Although there are fewer of them because fewer studies have been conducted, meta-analyses also support the effectiveness of drug therapies for psychological disorder. For instance, the use of psychostimulants to reduce the symptoms of attention-deficit/hyperactivity disorder (ADHD) is well known to be successful, and many studies find that the positive and negative symptoms of schizophrenia are substantially reduced by the use of antipsychotic medications (Lieberman et al., 2005). 1
People who take antidepressants for mood disorders or antianxiety medications for anxiety disorders almost always report feeling better, although drugs are less helpful for phobic disorder and obsessive-compulsive disorder. Some of these improvements are almost certainly the result of placebo effects (Cardeña & Kirsch, 2000), 2 but the medications do work, at least in the short term. An analysis of U.S. Food and Drug Administration databases found effect sizes of 0.26 for Prozac, 0.26 for Zoloft, 0.24 for Celexa, 0.31 for Lexapro, and 0.30 for Cymbalta. The overall average effect size for antidepressant medications approved by the FDA between 1987 and 2004 was 0.31 (Deshauer et al., 2008; Turner, Matthews, Linardatos, Tell, & Rosenthal, 2008). 3
One problem with drug therapies is that although they provide temporary relief, they don’t treat the underlying cause of the disorder. Once the patient stops taking the drug, the symptoms often return in full force. In addition many drugs have negative side effects, and some also have the potential for addiction and abuse. Different people have different reactions, and all drugs carry warning labels. As a result, although these drugs are frequently prescribed, doctors attempt to prescribe the lowest doses possible for the shortest possible periods of time.
Older patients face special difficulties when they take medications for mental illness. Older people are more sensitive to drugs, and drug interactions are more likely because older patients tend to take a variety of different drugs every day. They are more likely to forget to take their pills, to take too many or too few, or to mix them up due to poor eyesight or faulty memory.

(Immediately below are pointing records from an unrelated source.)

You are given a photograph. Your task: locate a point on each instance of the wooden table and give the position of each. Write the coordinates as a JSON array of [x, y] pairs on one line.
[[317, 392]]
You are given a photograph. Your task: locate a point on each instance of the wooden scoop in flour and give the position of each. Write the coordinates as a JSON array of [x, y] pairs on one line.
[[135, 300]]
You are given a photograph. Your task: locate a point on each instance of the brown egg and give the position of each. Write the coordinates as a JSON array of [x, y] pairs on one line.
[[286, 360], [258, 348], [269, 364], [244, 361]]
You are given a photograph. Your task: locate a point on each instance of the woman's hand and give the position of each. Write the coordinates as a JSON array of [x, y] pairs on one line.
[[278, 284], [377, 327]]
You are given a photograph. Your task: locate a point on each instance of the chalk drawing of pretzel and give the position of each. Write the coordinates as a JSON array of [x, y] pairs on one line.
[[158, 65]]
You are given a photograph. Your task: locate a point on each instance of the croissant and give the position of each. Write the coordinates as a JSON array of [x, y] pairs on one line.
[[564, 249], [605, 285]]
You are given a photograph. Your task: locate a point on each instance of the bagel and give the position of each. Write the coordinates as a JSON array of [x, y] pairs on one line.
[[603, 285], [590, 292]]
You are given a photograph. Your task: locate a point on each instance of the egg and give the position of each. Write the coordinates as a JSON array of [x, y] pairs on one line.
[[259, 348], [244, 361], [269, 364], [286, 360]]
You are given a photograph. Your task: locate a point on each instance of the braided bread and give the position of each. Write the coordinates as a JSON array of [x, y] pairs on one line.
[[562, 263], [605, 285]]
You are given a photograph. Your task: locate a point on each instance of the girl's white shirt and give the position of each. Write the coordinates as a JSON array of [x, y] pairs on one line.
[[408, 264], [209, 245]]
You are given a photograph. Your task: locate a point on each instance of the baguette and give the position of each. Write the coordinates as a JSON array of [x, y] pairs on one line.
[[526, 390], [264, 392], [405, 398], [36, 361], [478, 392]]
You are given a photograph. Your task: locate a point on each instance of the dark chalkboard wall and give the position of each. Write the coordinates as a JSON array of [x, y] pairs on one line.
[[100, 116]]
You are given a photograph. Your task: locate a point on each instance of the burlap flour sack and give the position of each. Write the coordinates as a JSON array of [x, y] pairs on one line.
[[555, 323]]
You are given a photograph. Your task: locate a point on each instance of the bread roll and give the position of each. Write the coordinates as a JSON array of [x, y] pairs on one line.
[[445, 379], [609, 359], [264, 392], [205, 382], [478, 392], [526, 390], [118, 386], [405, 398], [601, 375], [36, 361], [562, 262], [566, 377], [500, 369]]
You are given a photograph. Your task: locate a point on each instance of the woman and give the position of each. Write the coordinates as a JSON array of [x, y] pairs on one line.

Like all types of drugs, medications used in the treatment of mental illnesses can carry risks to an unborn infant. Tranquilizers should not be taken by women who are pregnant or expecting to become pregnant, because they may cause birth defects or other infant problems, especially if taken during the first trimester. Some selective serotonin reuptake inhibitors (SSRIs) may also increase risks to the fetus (Louik, Lin, Werler, Hernandez, & Mitchell, 2007; U.S. Food and Drug Administration, 2004), 4 as do antipsychotics (Diav-Citrin et al., 2005). 5
Decisions on medication should be carefully weighed and based on each person’s needs and circumstances. Medications should be selected based on available scientific research, and they should be prescribed at the lowest possible dose. All people must be monitored closely while they are on medications.